Saturday, May 21, 2016

M5U2A2-Planning Assessments

Planning Assessments

In the unit plan of Dreamtime stories with grade 3, one of the set objectives is that students will be able to understand Aboriginal Art symbols behind each artwork.

The below three types of formative assessment were used in my lesson.

1. Entrance Ticket: 

I have a printed Aboriginal artwork hung on my board and ask a question "What do you see in this artwork?" at the start of a lesson. Students were given 2 minutes to think - pair, and 3 minutes to share their responses verbally with the class. 

I use them to assess initial understanding of Aboriginal Art which will be discussed in the day’s lesson or as a short summary of understanding of the previous day’s lesson. 

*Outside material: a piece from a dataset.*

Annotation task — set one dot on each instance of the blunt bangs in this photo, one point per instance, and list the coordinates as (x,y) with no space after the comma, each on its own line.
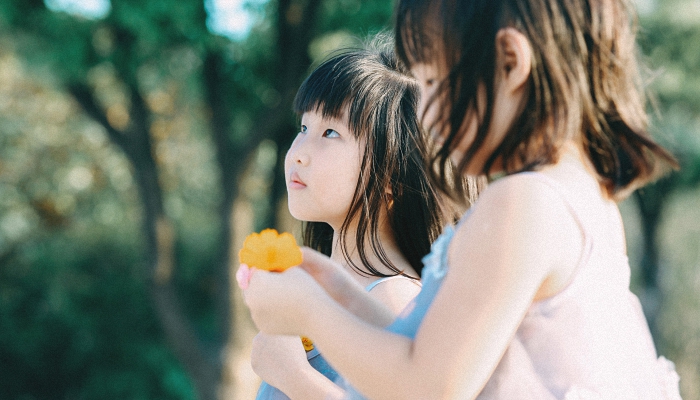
(354,85)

From the responses of students, I can assess their prior knowledge through the observation, analyzing, and interpretation skills. For example, most of them can relate an arrow in the artwork with a hunter or a sign of direction. However, they ignore another simple meaning, a spear. This reminds me that I should give students a useful tip in guessing symbol meanings by relating symbols with concrete or real objects found surrounding us and in nature. 


2. Keep the Question Going 
I have another artwork on the board and pose the question "What are the aboriginal artists communicating in their art?" and invite one student to answer. I do not give the feedback right after the response but invite another student to check if the given answer is reasonable or correct. Then, I ask a third student for an explanation of why there is an agreement or not. This helps keep all the students engaged because they must be prepared to either agree or disagree with the answers given and provide explanations.

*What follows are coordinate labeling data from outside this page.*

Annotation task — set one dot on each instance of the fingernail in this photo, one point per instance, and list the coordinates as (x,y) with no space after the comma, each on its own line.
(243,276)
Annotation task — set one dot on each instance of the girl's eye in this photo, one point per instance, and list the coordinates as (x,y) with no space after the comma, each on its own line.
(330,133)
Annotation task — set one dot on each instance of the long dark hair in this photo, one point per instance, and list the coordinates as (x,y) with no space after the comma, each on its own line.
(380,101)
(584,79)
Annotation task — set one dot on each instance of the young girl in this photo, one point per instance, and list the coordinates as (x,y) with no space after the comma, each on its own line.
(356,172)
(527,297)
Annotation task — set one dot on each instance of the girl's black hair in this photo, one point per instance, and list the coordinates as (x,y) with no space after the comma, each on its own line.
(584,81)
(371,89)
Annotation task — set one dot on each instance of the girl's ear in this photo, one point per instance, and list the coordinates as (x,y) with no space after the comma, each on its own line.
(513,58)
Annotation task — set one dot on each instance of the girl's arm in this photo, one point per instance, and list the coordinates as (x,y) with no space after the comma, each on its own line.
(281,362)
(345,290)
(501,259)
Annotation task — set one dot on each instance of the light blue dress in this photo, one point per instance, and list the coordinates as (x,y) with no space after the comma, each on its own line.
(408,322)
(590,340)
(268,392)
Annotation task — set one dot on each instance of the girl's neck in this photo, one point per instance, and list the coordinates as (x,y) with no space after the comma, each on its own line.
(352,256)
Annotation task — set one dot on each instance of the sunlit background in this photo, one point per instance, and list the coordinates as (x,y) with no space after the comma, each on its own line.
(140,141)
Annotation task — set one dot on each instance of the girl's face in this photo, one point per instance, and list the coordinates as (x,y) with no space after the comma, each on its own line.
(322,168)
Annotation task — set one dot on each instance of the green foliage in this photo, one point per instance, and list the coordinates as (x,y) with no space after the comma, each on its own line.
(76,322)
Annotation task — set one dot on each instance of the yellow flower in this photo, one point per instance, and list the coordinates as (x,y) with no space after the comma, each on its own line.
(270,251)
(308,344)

3. Students Play a Teaching Role
This is my favorite technique. I like to see how students become professors in the classroom. I have an artwork and a question on the board. Then I give my answer to the whole class. This must be a wrong answer. Immediately, there are a lot of "No" going on. Then, I invite one student to come in front of the board and share his/her response and reason it.

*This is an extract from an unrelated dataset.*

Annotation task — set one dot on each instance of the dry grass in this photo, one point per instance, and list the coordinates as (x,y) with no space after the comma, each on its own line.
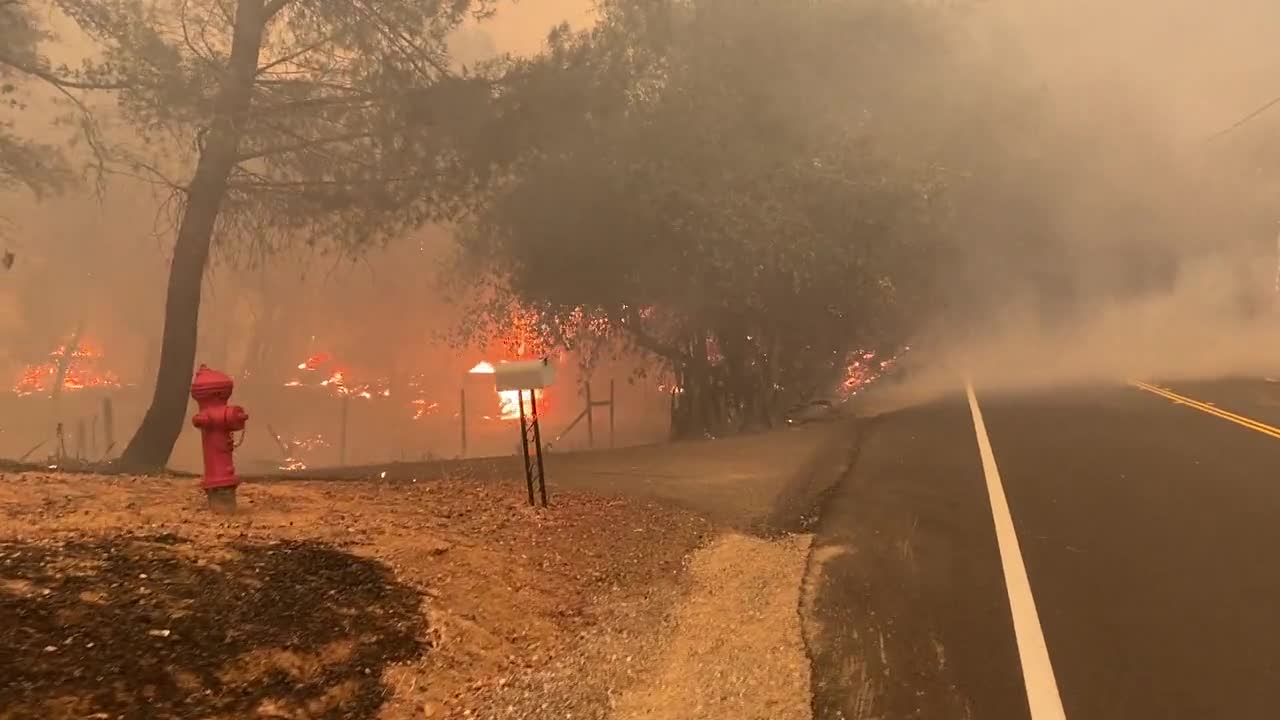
(122,597)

Formative assessment is critical in teaching which gives the teachers an overview and an immediate feedback about student's prior knowledge or what have been taught by teachers and remained in students. It does not take lots of time but it decides the speed and the engagement of lesson of the day. It allows teachers to adjust activities to suit students' need and levels. It also helps teachers to measure how effective previous lessons are. In brief, without formative assessment, teachers hardly find a match for the lesson of the day.